As Pres. George W. Bush was being inaugurated for a second term, 150 students from the six Gay, Lesbian, Bisexual, Transgender Straight Alliances in Lincoln, Nebraska marched on the state capitol to protest laws banning same-sex marriage and otherwise violating LGBT rights, the Daily Nebraskan reported. “We have an administration that doesn’t believe in equal rights for everyone,” John Heineman, a teacher and co-sponsor of Lincoln High School’s group said of Bush.
Jacy Kern, a sophomore from Lincoln Southeast, said that while she is not a member of a gay-straight alliance, “I have a lot of gay and bisexual friends. I feel for them and I just don’t see a problem with it.”
Meanwhile, in Longview, Washington, Bill Zepada, a gay student at R.A. Long High School, was suspended for the day for sporting a t-shirt saying “Too Gay to Function,” even though it was “make your own T-shirt day” in conjunction with homecoming.

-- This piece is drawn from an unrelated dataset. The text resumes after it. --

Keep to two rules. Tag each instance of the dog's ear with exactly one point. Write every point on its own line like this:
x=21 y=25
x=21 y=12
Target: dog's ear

Janet Cyril, whose concern for her lesbian daughter Malkia, drew her into the movement to protect lesbian and gay youth, has died of sickle cell disease. She is a former board member of the Hetrick-Martin Institute for lesbian, gay, bisexual and transgendered youth, once worked with the Black Panthers and was a lifelong community activist.
There will be a celebration of her life on Saturday, January 29 from 3 to 7 p.m. in Brooklyn at Little Sun People Too, 265 Marcus Garvey Boulevard, between Lexington and Quincy). Take the A train to Utica Avenue, then the #15 bus down Lewis Ave. to Lexington. The B52 bus goes to Marcus Garvey.
Warren Spears, who danced with the Alvin Ailey American Dance Theater and choreographed modern dance, died of multiple myeloma at age 50 in Copenhagen where he lived, The New York Times reported. A native of Detroit, he trained at Julliard in New York and was discovered by Mr. Ailey, dancing with the troupe from 1974 to ’77 before turning to choreography, especially for the Dayton Contemporary Dance Company.
One of his pieces paid tribute to the Tuskegee Airmen, a heroic African American group of military pilots in World War II who were segregated on the basis of their race.
Spears moved to Denmark in the early 1980s, founded the New Danish Dance Theater, and was knighted in 2003. He is survived by his husband, Karsten Mach, two stepsons, his parents and a brother.